Membre de la S.A .H.P.L.  

 

 

 

 

 

            Le promeneur qui à Ploemeur suit le sentier côtier depuis le Perello jusqu’à Kerroch laisse sur sa gauche, après avoir passé la pointe du Talud, une anse large et fermée côté mer par de nombreux écueils qui en rendent l’accès problématique pour peu que la mer soit formée. Il est à Porzh Foll (ou Port-Foll) juste en avant des "mobile-homes" de la cité-jardin.

            Les roches à l’ouest de cette anse présentent deux curiosités qui peuvent intriguer ceux qui sont assez observateurs pour les remarquer. Je veux parler d’une inscription gravée en creux dans une roche verticale et plus loin, à son extrémité occidentale, d’une série de croix taillées sur une roche horizontale. Encore faut-il pouvoir les localiser.

            Lorsqu’il se positionne au fond de cette anse et face au large, ce promeneur a devant lui une plage assez bien abritée mais encombrée de nombreux galets. Celle-ci est fermée sur sa droite (donc vers l’ouest) par une première barre rocheuse d’environ 20 mètres de long disposée perpendiculairement au sentier côtier. Elle fait suite à une zone de roches basses plus ou moins plates qu’elle surplombe de 3 mètres et marque le début d’un secteur rocheux. Cette barre est prolongée vers la mer par un bloc un peu plus bas qui en est nettement séparé. S’il rejoint celle-ci à partir du sentier, il remarquera que cette barre rocheuse est entaillée à son extrémité et sur son flanc gauche par une faille profonde d’environ 2 mètres qui en isole un autre bloc assez modeste. Au-dessus de cette faille et en haut, une échancrure de la roche forme comme un balcon (ou un fauteuil) par arrachement rocheux. C’est sur la paroi verticale formant le dossier de cette sorte de fauteuil qu’une inscription assez fruste a été gravée, commémorant un naufrage qui s’est produit à la fin du XIXè siècle. Ayant encore plusieurs lacunes dans la documentation concernant ce naufrage, nous ne reparlerons de celui-ci que plus tard, dans un second article.

            A une cinquantaine de mètres et à l’extrémité occidentale de l’anse de Porzh-Foll, une grande roche horizontale est disposée environ 15 mètres en avant de la falaise et au pied d’une grosse roche verticale séparée de cette falaise par une profonde entaille. C’est du haut de la falaise et dans l’axe de cette roche horizontale que l’observateur sera le mieux placé pour repérer la série de quatre croix qui ont été taillées dans celle-ci. Ayant pris ses repères, il peut alors descendre sur l’estran pour observer de plus près cette "carrière" (on peut préférer l’expression de "zone d’extraction") de croix.
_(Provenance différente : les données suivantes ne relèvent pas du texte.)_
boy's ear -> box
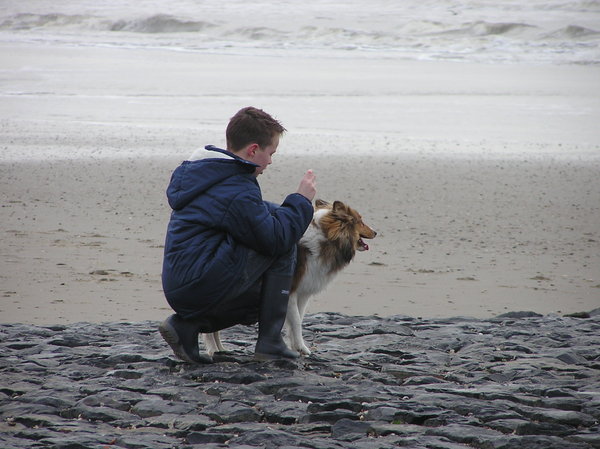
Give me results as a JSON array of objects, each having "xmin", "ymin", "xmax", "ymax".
[{"xmin": 246, "ymin": 143, "xmax": 259, "ymax": 157}]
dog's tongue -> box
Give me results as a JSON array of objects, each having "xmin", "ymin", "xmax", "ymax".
[{"xmin": 358, "ymin": 238, "xmax": 369, "ymax": 251}]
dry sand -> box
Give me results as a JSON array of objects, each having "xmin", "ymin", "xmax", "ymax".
[{"xmin": 1, "ymin": 43, "xmax": 599, "ymax": 324}]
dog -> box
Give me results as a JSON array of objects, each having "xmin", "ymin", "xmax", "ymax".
[{"xmin": 203, "ymin": 199, "xmax": 376, "ymax": 356}]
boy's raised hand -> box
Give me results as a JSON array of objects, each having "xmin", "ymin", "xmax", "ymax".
[{"xmin": 296, "ymin": 169, "xmax": 317, "ymax": 201}]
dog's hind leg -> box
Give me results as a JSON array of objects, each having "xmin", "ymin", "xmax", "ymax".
[
  {"xmin": 213, "ymin": 331, "xmax": 226, "ymax": 353},
  {"xmin": 202, "ymin": 332, "xmax": 220, "ymax": 356},
  {"xmin": 285, "ymin": 293, "xmax": 311, "ymax": 355}
]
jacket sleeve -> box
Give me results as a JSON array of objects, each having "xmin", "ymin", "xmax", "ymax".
[{"xmin": 222, "ymin": 188, "xmax": 314, "ymax": 256}]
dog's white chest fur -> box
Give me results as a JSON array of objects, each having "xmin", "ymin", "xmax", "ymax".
[{"xmin": 295, "ymin": 214, "xmax": 338, "ymax": 297}]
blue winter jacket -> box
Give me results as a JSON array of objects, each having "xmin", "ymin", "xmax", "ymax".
[{"xmin": 162, "ymin": 145, "xmax": 314, "ymax": 318}]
Ces croix taillées dans la roche apparaissent soit en relief (en positif) pour deux d’entre elles (elles étaient en cours d’extraction lors de l’abandon du site), soit en creux (en négatif) pour les deux autres (elles ont été enlevées du site après extraction). Outre ces quatre croix dont l’existence est certaine, on peut détecter avec un peu d’habitude des traces potentielles de l’extraction antérieure d’autres monolithes cruciformes. Leur nombre est trop incertain et leurs traces trop ténues pour en permettre une analyse détaillée. Nous nous contenterons donc d’étudier les quatre croix bien visibles.
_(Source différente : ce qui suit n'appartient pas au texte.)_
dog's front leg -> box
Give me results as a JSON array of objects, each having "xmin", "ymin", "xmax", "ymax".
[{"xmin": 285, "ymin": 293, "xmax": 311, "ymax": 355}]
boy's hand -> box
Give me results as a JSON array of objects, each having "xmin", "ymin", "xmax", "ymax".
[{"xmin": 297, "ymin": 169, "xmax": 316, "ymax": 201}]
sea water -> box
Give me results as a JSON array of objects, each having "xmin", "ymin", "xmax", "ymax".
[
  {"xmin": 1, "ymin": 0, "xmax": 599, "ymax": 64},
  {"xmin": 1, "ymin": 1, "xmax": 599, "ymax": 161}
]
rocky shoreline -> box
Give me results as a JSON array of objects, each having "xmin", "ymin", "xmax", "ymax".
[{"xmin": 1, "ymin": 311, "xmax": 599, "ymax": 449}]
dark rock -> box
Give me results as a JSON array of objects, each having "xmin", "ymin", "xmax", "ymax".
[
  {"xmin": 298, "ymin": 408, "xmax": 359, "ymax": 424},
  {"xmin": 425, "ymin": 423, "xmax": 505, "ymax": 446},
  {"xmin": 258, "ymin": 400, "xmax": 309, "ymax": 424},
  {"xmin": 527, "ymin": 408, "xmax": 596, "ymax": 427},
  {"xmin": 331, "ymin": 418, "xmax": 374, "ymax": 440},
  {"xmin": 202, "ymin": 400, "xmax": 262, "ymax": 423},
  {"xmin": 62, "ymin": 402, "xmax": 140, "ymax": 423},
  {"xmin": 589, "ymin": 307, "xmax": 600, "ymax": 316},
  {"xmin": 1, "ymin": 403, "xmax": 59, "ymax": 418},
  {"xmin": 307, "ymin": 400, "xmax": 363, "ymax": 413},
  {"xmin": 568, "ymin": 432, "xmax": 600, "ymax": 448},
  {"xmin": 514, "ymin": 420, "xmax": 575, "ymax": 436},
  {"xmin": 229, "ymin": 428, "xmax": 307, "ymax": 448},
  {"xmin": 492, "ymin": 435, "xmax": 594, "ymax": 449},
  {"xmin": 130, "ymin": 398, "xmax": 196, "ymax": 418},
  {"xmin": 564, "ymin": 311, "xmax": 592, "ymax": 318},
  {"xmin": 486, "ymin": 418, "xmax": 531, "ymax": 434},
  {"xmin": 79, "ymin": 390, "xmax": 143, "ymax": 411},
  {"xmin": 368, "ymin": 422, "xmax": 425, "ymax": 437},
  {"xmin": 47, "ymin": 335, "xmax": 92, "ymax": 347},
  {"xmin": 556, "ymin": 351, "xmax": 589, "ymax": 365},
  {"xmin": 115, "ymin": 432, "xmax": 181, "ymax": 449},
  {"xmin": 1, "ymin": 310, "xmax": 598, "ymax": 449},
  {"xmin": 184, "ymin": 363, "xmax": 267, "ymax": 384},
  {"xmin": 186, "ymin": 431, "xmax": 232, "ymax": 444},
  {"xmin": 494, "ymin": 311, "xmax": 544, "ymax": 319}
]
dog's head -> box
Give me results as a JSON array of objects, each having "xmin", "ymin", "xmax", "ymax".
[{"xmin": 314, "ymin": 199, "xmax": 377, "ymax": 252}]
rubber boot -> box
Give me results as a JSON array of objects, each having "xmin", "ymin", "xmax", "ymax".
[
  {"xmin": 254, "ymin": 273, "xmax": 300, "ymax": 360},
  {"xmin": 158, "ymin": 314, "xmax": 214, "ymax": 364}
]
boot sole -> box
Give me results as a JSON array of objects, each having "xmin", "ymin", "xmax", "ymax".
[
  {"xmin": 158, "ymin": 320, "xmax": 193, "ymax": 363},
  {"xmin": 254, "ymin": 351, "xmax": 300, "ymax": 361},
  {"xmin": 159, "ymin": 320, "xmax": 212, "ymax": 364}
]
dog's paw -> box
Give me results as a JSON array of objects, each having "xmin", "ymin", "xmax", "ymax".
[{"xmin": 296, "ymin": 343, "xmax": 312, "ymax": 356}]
            Une certaine ambiguïté commence lorsque l’on cherche à lier ces deux sites comme le font nombre d’anciens du pays qui veulent voir dans ces croix des ex-votos qui commémore-raient la découverte sur l’estran des corps des marins noyés lors du-dit naufrage. Il faudrait alors expliquer la présentation curieuse de croix disposées tête-bèche, certaines en relief et d’autres en creux. Voyons cela de plus près.

             A l’extrémité nord-ouest de l’anse de Porzh-Foll, la côte s’élève quelque peu jusqu’à former une falaise verticale au-dessus d’une petite plage de sable. A cet endroit, cette falaise se prolonge par une grosse roche de même hauteur, qui revient vers le sud et est séparée de celle-ci par une faille d’un à deux mètres de large.

            En avant de la falaise, à une quinzaine de mètres vers le sud-est, et à environ 6 à 7 mètres du pied de la grosse roche, une zone rocheuse presque horizontale se développe selon un axe NW / SE en s’élevant graduellement vers le centre de l’anse. Étroite d’environ 1,50 mètre à son extrémité la plus proche de la falaise, elle s’élargit progressivement en éventail (figure 1) pour atteindre environ 5 à 6 mètres de large au bout de 9 mètres . Elle se prolonge alors après une brusque élévation de hauteur en un massif d’aspect un peu plus tourmenté. Cette première zone est marquée par deux accidents mécaniques : une fine rainure qui la marque transversalement à environ 2,50 mètres de son extrémité occidentale et une cassure très nette qui part en diagonale (affectant la croix B) et qui est probablement à l’origine de l’abandon du site.

            C’est sur cette première partie presque plate de la roche pseudo-horizontale que des croix ont été extraites dans un passé difficile à préciser. Quatre traces d’extraction sont parfaitement visibles mais qui se présentent de façons différentes selon que la croix se trouve encore engagée dans le massif rocheux après abandon des opérations de dégagement (croix A et B de la figure 1) ou que l’extraction a pu effectivement être réalisée laissant une empreinte en creux (croix C et D de la figure 1). Dans le premier cas, elle apparaît en relief entourée d’une rigole creusée en vue de son extraction ; rigole ou empreinte se remplissent d’eau après une averse ou lorsque la marée est assez haute pour que les vagues les plus fortes puissent venir submerger la roche de temps à autre. Outre ces quatre croix bien identifiables, d’autres traces plus diffuses permettent de penser que d’autres croix ont précédemment été extraites à cet endroit sans qu’il soit possible ni de les dénombrer avec certitude (peut-être deux) ni d’assurer des relevés précis de leurs dimensions. De plus deux meules (F#40cm) ont été apparemment extraites près du flanc nord-est de la dite roche (M1 et M2 sur la figure 1).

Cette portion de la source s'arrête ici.